Dubber Ousts CEO Steve McGovern Amid Alleged Misappropriation of Funds
Dubber, the call recording software company, has taken swift action by terminating the employment of Chief Executive Officer Steve McGovern following an internal investigation into the disappearance of $30 million of company funds. The company announced the termination on Tuesday evening alongside the launch of a $24 million emergency capital raise to address the missing cash.
Executive Director Peter Pawlowitsch has assumed the role of acting CEO until a permanent replacement is found. Additionally, former Telstra and Optus executive David Coventry has been appointed as Deputy CEO.
Dubber’s shares have remained suspended on the ASX for six weeks after the discovery that funds intended to be held in trust may have been misused by either McGovern or the trustee. The investigation revealed alleged unauthorized use of the funds, implicating McGovern and the trustee in actions detrimental to the company’s interests.

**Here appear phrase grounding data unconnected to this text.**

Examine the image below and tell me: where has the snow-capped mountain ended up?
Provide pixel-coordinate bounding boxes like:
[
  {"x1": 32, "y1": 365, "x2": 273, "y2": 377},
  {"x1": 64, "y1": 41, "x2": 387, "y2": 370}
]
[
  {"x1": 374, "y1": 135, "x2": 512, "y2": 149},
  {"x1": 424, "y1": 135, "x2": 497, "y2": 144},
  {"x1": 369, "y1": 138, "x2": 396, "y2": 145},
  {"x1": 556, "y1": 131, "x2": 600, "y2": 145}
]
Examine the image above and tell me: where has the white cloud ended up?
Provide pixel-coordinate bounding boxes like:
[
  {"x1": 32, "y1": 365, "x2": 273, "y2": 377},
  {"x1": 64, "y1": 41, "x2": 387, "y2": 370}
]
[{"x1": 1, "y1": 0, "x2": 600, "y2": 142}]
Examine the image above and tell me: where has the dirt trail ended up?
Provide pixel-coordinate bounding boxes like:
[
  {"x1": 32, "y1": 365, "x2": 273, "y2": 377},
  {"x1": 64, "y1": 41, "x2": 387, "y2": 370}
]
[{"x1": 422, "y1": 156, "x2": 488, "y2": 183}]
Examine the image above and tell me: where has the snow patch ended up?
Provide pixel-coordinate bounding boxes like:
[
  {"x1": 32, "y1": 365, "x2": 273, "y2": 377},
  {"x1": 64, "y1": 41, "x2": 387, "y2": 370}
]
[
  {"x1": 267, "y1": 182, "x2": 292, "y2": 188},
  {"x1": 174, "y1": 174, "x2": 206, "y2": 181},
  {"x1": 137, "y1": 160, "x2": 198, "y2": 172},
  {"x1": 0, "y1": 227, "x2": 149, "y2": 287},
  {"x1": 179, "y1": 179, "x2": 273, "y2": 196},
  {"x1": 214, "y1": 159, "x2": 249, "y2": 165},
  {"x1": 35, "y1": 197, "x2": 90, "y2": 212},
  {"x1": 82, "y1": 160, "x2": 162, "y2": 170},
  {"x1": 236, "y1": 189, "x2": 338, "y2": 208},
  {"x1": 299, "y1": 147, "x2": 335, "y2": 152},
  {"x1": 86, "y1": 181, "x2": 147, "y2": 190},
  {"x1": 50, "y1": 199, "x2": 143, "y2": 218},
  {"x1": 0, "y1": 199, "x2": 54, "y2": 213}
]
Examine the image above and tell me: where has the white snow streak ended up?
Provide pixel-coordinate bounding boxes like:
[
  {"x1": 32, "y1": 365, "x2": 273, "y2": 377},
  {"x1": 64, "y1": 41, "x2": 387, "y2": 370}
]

While approximately $3.4 million of the missing funds have been recovered, Dubber continues its efforts to reclaim the remaining $26.6 million. The Australian Securities and Investments Commission (ASIC) has obtained interim orders preventing McGovern and the third-party trustee, Mark Madafferi, from leaving Australia during the investigation.
Dubber intends to raise $24 million through a discounted share offering, with Morgans underwriting the deal and Unified Capital Partners also involved. Thorney Technologies, owning 19.9% of Dubber, agreed to provide a $5 million secured loan as bridge financing on March 15.
The swift actions undertaken by Dubber’s board underscore their commitment to accountability and transparency, signaling their determination to rectify the situation and safeguard the company’s financial integrity.